AUDIENCE: (wild applause, hooting and fist-pumping)

GRUMPY OLD FAT RICH FAMOUS AUTHOR: (frown continues to deepen)

MODERATOR: For those interested in staying until the next panel, stick around. In five minutes we’re going to hear from four old white people — and, I am told, one angry not-white, possibly genderqueer person — about how Science Fiction and Fantasy have together been a Nazi literary hell-hole of racial, sexual, and gender oppression. Doesn’t that sound like fun?

AUDIENCE: (hoverounds begin to queue for the exit — it’s a big queue!)

SHRIMPY FAMOUS-ON-THE-INTERNET AUTHOR: Just so everybody knows, I love this next panel coming up. In fact, I am going to invite myself onto that panel too. Because I think we should all care about how privileged we all are, and how this privilege makes us bad. Well, except for me. I am awesome, because I just said that. Did everyone hear me say it? I said it. You back there, recording this on your phone? Post that shit to Twitter. Do it. Because I’m wonderful, and the world needs to know.

96 comments

  1. Yes, clearly “Space Raptor Butt Invasion” is one of the five best short stories of the year…

    No problem, folks, nothing to see, move along…

  2. Ah yes, SRBI. Also known as, “Hoist with their own petards, they were.” I wonder if Patrick will actually wind up reading that one over the mic at the big event? Couldn’t be any worse than, “F**k me, Ray Bradbury.”

  3. To add: the thing about (the latest iteration of) awards squabbling, is that we’ve definitely achieved Poe’s Law critical mass. There is practically no distinguishing between the parody, and the real. Of course, humor is easier to find when you’re a bystander. Believe me, I know.

  4. Chris, people gave the robber their money for years, got sick of it, took their ball and went home. Yes, I know you probably cant see that at all…

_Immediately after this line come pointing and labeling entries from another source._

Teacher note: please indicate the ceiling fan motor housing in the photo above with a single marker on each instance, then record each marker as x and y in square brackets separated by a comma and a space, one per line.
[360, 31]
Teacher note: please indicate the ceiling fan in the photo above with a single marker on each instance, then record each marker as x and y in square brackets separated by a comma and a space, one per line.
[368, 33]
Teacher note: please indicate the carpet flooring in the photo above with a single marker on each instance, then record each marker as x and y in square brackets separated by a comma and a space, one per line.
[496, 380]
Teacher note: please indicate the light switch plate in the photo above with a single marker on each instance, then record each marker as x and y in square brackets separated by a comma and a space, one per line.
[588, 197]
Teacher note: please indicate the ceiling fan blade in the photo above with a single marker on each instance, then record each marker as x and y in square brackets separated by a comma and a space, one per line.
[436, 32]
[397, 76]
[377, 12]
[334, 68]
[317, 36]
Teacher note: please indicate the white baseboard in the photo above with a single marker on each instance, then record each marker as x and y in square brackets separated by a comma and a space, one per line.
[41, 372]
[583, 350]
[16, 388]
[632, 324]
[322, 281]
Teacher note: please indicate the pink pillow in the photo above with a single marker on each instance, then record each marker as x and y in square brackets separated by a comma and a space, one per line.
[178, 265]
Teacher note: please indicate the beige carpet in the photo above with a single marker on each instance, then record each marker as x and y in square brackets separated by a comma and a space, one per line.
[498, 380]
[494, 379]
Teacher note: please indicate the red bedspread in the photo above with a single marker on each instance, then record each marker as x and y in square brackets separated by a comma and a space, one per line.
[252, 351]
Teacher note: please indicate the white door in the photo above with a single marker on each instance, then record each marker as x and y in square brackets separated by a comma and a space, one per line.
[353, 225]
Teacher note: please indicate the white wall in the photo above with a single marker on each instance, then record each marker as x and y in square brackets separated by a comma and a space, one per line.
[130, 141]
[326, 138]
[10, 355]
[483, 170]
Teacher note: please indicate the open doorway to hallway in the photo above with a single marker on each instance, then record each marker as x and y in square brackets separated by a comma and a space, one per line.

  5. I would have tossed in mentions of earlier campaigns of exclusion, including the one at the first Worldcon, and what they did or didn’t accomplish. There’s something wrong with fandom if it has to learn that lesson the hard way multiple times. Doesn’t anyone remember history?

  6. It is kind of funny how the hugo people are all proposing more and more ways to limit who votes on it and want to deny participation to the fans, of what is supposed to be a fan award. I even like how some of the ‘moderate’ people are the ones proposing the most immoderate solutions.
    My fav so far however is the one about banning anyone whose vote that they do not like.
    Classic!

  7. Those that don’t learn from history are doomed to repeat it. Those that do learn from history are doomed to watch all the other ignorant rats repeat it.

  8. “Chris Gerrib on May 17, 2016 at 2:31 pm said:

    Yes, clearly “Space Raptor Butt Invasion” is one of the five best short stories of the year…”

    Great strawman you erected. Too bad you had to knock it down so easily.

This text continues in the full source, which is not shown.